Le coût élevé des interventions et des illusions idéologiques
Les rétrospectives du quart de siècle sur le 11 septembre soulignent le coût de l'ingérence étatique et la persistance des frictions internes.

Vingt-cinq ans après les attentats du 11 septembre, la presse mondiale tente un grand audit de la guerre contre le terrorisme. L'exercice rétrospectif révèle une nette division entre l'auto-justification institutionnelle américaine et le scepticisme européen face à l'ingérence étatique.
Aux États-Unis, les principaux éditoriaux défendent l'héritage global de la campagne de sécurité. Le Washington Post reconnaît que si des erreurs catastrophiques ont été commises en Irak et en Afghanistan, le mandat de sécurité essentiel a été rempli. Dans la même veine, le Wall Street Journal affirme qu'une défense avancée agressive et la responsabilisation des nations hôtes ont réussi à protéger le territoire américain d'une répétition au cours du dernier quart de siècle.
Outre-Atlantique, les observateurs européens dressent un bilan plus sévère des manœuvres de politique étrangère de Washington. Un reportage du Times souligne à quelle vitesse l'administration Bush a confondu les citoyens saoudiens responsables des attaques avec un régime sans rapport en Irak. Les commentaires français adoptent un ton encore plus froid. Un ancien officier de renseignement français a noté dans Le Monde que le véritable succès d'Al-Qaïda résidait dans le fait d'entraîner l'Amérique dans des guerres étrangères sans fin et épuisantes.
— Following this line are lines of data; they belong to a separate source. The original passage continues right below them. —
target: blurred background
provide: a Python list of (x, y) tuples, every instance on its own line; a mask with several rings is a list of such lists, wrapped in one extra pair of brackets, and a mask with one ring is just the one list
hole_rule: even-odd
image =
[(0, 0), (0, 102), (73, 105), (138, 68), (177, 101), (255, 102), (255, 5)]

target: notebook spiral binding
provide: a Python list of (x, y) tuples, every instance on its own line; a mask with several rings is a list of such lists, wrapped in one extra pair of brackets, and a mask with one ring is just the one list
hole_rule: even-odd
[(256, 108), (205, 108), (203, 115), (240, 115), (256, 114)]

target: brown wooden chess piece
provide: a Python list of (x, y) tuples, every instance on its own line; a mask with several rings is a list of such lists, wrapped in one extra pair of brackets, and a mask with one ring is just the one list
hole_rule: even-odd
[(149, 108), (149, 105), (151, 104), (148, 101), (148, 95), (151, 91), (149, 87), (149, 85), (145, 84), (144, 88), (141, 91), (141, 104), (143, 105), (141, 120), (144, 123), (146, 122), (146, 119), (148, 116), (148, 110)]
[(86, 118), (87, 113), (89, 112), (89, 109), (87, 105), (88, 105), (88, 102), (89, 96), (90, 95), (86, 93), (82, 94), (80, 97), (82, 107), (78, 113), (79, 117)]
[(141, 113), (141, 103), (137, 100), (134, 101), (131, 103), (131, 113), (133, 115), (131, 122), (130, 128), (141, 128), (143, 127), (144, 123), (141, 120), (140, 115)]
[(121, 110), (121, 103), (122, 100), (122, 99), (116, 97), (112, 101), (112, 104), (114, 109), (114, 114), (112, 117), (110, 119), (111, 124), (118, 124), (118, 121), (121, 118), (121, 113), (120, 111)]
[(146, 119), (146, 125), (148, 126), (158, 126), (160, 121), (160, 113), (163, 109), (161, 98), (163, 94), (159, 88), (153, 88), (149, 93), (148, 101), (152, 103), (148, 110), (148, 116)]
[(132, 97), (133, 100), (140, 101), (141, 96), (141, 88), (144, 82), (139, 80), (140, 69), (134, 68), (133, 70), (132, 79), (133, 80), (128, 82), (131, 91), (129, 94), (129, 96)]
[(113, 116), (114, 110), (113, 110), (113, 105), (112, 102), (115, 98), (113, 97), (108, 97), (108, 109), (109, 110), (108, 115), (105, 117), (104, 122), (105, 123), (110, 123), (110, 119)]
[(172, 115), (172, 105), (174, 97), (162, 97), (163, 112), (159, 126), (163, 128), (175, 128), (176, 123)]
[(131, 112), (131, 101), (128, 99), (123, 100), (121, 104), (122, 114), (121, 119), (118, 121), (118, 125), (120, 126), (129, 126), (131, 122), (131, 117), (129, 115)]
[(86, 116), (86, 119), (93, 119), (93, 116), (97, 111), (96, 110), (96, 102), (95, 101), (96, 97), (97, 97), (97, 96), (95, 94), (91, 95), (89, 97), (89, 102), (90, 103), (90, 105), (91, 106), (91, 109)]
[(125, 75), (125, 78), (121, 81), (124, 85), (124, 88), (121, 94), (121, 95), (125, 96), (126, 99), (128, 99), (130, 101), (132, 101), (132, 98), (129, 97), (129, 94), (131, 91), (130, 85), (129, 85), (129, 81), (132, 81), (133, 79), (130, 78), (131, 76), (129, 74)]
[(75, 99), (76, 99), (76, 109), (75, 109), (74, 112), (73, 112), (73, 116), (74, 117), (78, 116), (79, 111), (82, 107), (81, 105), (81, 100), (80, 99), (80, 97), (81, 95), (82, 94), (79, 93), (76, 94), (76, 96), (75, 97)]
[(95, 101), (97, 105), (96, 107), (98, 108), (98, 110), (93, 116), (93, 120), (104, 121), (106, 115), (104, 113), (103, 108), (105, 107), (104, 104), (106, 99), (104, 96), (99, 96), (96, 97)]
Pendant que Washington calcule les coûts géopolitiques de l'intervention, la France est confrontée à ses propres frictions intérieures récurrentes. Le Rassemblement National tente actuellement de se distancier d'un scandale impliquant un responsable de la sécurité et un policier à Carcassonne, qui s'est enregistré proférant des injures raciales contre des habitants noirs et arabes. Des représentants du parti ont insisté auprès du Figaro que de telles convictions n'ont pas leur place au sein de leurs rangs, rejetant l'affaire comme un incident isolé. Les critiques de gauche de L'Humanité rejettent cette défense, soulignant les déclarations publiques passées de la députée Caroline Parmentier concernant la normalisation de l'homosexualité, des communautés itinérantes et du chef de Vichy, le Maréchal Pétain, comme preuve d'une continuité idéologique plus large.
Pendant ce temps, la paléontologie offre un rappel rafraîchissant des véritables pressions évolutives. Des chercheurs étudiant une plume fossilisée trouvée dans des excréments de dinosaures cherchent à savoir si la densité des plumes a déterminé quelles familles d'oiseaux ont survécu au climat post-astéroïde catastrophique. Il s'avère que la survie à long terme repose sur une isolation structurelle plutôt que sur des postures défensives.